5. Always remember, process is not a miracle cure.

A process, framework, or methodology sets basic ground rules and recommends good practices to ensure they’re reflected in actions. But choosing one framework over the other won’t miraculously cure what ails you.

In fact, a change in process may address some previous issues while causing or leading to others! Prepare for these new issues when you can. But when you can’t, be honest about them and collaborate with your team to tackle them together.

How It’s Going

We’ve been using Kanban since just before Thanksgiving 2020. Some takeaways so far:

Going Well!

We may have removed the cadence layer from our schedules, but estimation has still proven critical! We typically estimate the effort, risk, complexity involved using the Scrum concept of story points, because we’d used Fibonaci scale for sizing for so long that everyone had that “scale” as a ready reference for pointing. We do this at “the last responsible moment,” during a short daily refinement session, as a last step before including it in the To Do column of our board. We try to spend as little time as possible on this to minimize waste — and we refine in the mornings to leave as much of the day uninterrupted as possible.

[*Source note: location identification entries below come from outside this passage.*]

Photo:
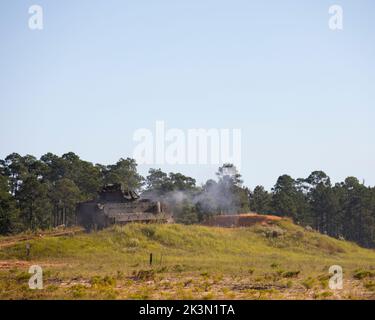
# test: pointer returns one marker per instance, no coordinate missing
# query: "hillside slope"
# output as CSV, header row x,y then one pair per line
x,y
282,261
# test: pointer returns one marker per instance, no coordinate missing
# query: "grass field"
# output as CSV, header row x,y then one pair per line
x,y
282,261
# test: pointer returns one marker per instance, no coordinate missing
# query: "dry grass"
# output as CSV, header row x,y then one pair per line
x,y
280,261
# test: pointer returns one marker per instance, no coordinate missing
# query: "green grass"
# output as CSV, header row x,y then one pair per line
x,y
188,262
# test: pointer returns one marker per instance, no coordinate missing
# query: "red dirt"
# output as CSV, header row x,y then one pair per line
x,y
241,220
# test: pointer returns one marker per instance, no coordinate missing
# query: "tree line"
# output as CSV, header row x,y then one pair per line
x,y
43,193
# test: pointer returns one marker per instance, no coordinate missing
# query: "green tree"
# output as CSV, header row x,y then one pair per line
x,y
124,172
9,222
260,200
35,207
65,195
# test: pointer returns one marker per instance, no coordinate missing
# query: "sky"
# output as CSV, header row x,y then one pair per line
x,y
302,94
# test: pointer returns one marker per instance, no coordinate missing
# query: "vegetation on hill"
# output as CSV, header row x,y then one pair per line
x,y
280,261
42,193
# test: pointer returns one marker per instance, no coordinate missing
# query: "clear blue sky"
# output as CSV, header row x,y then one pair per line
x,y
303,95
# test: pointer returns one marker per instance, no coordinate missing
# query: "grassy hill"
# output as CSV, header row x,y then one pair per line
x,y
281,261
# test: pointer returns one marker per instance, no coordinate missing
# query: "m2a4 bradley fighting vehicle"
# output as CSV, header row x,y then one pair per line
x,y
117,206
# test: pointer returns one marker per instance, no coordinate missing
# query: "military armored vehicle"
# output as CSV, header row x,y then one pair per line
x,y
117,206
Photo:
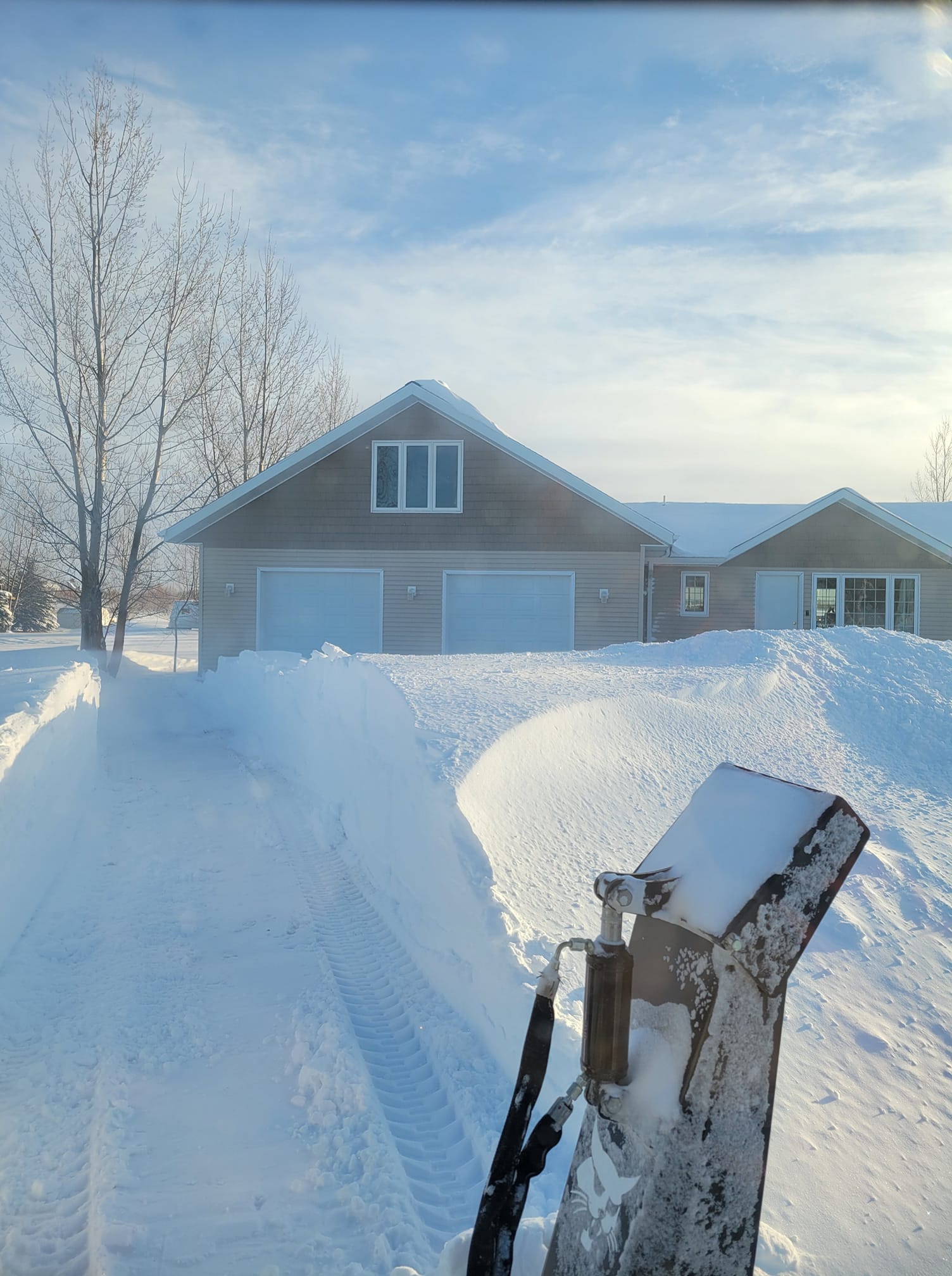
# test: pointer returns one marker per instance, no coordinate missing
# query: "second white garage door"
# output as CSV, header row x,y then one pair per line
x,y
496,612
303,610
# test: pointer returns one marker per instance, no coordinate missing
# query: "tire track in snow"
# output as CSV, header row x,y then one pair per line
x,y
50,1222
369,965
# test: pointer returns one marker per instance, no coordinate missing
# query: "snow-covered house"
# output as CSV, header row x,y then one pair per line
x,y
839,560
420,527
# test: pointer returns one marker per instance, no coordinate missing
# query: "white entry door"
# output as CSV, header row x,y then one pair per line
x,y
496,612
779,600
303,610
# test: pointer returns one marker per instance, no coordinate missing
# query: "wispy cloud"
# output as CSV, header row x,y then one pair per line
x,y
730,287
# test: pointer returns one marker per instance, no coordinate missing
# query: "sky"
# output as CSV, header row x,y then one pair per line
x,y
688,251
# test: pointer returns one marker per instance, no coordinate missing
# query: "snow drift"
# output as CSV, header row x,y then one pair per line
x,y
47,753
346,734
580,762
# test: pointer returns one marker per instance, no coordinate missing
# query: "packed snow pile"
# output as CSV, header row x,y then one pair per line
x,y
571,764
47,752
346,734
268,1011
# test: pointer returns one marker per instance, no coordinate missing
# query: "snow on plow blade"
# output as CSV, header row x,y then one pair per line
x,y
668,1173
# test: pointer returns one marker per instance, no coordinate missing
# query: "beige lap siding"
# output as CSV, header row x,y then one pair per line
x,y
732,598
415,627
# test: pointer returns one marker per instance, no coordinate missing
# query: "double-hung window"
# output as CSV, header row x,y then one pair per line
x,y
872,600
418,477
694,586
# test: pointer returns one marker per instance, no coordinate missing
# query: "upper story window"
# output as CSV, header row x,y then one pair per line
x,y
418,477
694,586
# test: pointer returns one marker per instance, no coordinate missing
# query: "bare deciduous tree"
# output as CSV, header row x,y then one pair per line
x,y
128,349
74,253
934,480
101,360
282,383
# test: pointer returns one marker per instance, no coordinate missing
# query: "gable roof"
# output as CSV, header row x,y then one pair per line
x,y
438,397
724,531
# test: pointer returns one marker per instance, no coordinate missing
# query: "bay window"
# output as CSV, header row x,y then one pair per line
x,y
872,600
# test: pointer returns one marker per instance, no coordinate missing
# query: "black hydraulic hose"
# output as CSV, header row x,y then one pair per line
x,y
504,1195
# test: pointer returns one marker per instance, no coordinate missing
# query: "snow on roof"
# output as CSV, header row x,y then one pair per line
x,y
715,529
711,529
456,402
437,396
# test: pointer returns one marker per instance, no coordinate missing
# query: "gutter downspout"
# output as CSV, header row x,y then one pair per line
x,y
649,586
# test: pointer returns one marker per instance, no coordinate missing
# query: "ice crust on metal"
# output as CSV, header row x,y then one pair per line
x,y
674,1184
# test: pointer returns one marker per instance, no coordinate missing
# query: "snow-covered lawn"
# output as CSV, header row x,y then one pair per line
x,y
267,1017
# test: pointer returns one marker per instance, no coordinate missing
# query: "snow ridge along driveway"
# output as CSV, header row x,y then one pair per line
x,y
183,1086
370,966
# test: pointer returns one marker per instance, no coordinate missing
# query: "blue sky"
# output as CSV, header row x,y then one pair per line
x,y
692,251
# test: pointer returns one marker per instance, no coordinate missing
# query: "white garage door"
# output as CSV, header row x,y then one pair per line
x,y
303,610
489,612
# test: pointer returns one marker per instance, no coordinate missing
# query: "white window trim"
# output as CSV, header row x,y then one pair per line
x,y
707,593
891,577
403,445
492,572
313,571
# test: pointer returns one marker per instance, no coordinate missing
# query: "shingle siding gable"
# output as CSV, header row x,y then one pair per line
x,y
507,505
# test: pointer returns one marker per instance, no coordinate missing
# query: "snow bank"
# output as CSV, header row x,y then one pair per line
x,y
346,734
46,758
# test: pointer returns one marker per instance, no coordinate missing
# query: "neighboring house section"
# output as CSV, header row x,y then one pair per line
x,y
418,527
841,560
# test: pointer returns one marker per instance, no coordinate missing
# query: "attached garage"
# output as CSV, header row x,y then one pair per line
x,y
303,609
498,612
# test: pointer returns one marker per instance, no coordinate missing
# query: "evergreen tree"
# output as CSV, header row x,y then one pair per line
x,y
35,610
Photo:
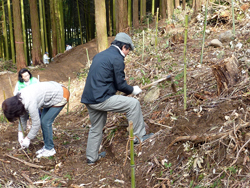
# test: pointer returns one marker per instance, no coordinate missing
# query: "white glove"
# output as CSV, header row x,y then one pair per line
x,y
136,90
25,142
20,136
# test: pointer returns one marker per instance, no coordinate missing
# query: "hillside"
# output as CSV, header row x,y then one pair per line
x,y
205,145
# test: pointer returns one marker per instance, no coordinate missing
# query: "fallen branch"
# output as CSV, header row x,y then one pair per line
x,y
26,163
237,156
204,138
28,179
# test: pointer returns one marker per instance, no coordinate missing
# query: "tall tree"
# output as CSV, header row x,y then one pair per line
x,y
135,13
101,29
36,37
20,58
121,15
53,27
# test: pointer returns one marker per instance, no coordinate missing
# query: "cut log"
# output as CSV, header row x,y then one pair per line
x,y
226,73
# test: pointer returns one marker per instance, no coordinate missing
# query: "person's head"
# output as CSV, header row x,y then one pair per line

We’re a relatively small team of software engineers, and the demands on engineers’ time and effort are always tight. When we first approach an upcoming high-priority project, we list out the general features and sit with a small group of engineers to arrive at a best-guess time estimate for each feature, in weeks.

Then project management uses the time estimates to map out a rough answer to the question, “How long will this take?” We label all of these timeline estimates as “SWAGs” and communicate that we fully expect Actuals to be different, but this exercise still gives us a rough idea of upcoming dependencies, work sequencing, duration, and anything we’ll need to communicate with our stakeholders. We visualize this info using Miro or Roadmunk.

Still Working On It…

We’ve learned that force ranking is harder than it looks!

For a small team, we have a vast purview across all our owned and operated brands, platforms, and infrastructures. There’s a lot of nuance and priorities change quickly. We’ve gotten better at having open conversations with Product Management and Engineering leadership to articulate the reasoning for our priorities and adjusting our short-term focus as needed.

We use a “To Do” (meaning “Ready for Dev”) column to indicate work that has been refined and understood, and we reprioritize the work in that section frequently to match our latest information.

If you’re working to become more Agile, you’ve heard the advice to break down silos within your team — but in a framework like Kanban, it’s a necessity. A beautifully-organized and prioritized “Ready for Dev” column isn’t helpful if the next available team member lacks the knowledge or exposure to a given application area. We have a healthy culture of pair programming and synchronous and asynchronous knowledge sharing between engineers, and also between functional areas, so engineers and product designers (as one example) approach work jointly. Even so, this is a habit we’re working to strengthen.